How narrow was my own existence, I thought then, and how it continued to narrow by the day. But to go on dates with 86 different men is to gain as many windows on the world; it is to see one’s vast city and one’s vast self, if only for a few hours, through the eyes of a stranger one would never otherwise have met.
Take, for instance, Date No. 10, which found me at a Rhode Island pub on a February evening so brutally cold the authorities had advised us all to stay indoors. James was a boat builder, blonde and slight. We drank the espresso martinis he had ordered and argued about welfare; we talked of fathers.
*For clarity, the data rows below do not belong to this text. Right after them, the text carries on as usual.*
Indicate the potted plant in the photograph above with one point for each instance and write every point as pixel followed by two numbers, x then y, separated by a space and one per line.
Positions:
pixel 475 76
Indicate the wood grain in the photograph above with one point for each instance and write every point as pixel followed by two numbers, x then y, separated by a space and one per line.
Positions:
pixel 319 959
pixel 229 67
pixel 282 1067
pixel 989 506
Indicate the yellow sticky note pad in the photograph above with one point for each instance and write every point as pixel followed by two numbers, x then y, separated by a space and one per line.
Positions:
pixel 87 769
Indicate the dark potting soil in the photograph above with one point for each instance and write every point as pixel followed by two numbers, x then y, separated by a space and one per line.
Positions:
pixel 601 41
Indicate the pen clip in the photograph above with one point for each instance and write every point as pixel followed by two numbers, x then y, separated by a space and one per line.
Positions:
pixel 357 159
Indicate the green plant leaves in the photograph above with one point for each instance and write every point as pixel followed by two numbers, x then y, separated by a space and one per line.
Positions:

Later we decamped to his apartment, a flimsy, spartan place that nevertheless held the most exquisite furniture, tables he had inlaid with ash and birch and varnished till they gleamed. The heat failed in the middle of the night, and we clung to each other for warmth as his dog, Bruce, a German Shepard, curled and recurled at our feet. As it grew light, he asked me how I took my coffee and I said that I drank tea; he returned some time later with a Styrofoam cup from Dunkin’ Donuts and a dozen red roses he had bought at the gas station. It was, he told me, Valentine’s Day.
Multiply that evening’s curiosities by 86, and you’ll begin to grasp the potential of these soul-crushing apps. Thanks to Hinge and Bumble, I have dated German poets and Indian bankers, Australian contractors and Brazilian waiters. I’ve met United Nations diplomats and my favorite movie star’s ex-husband.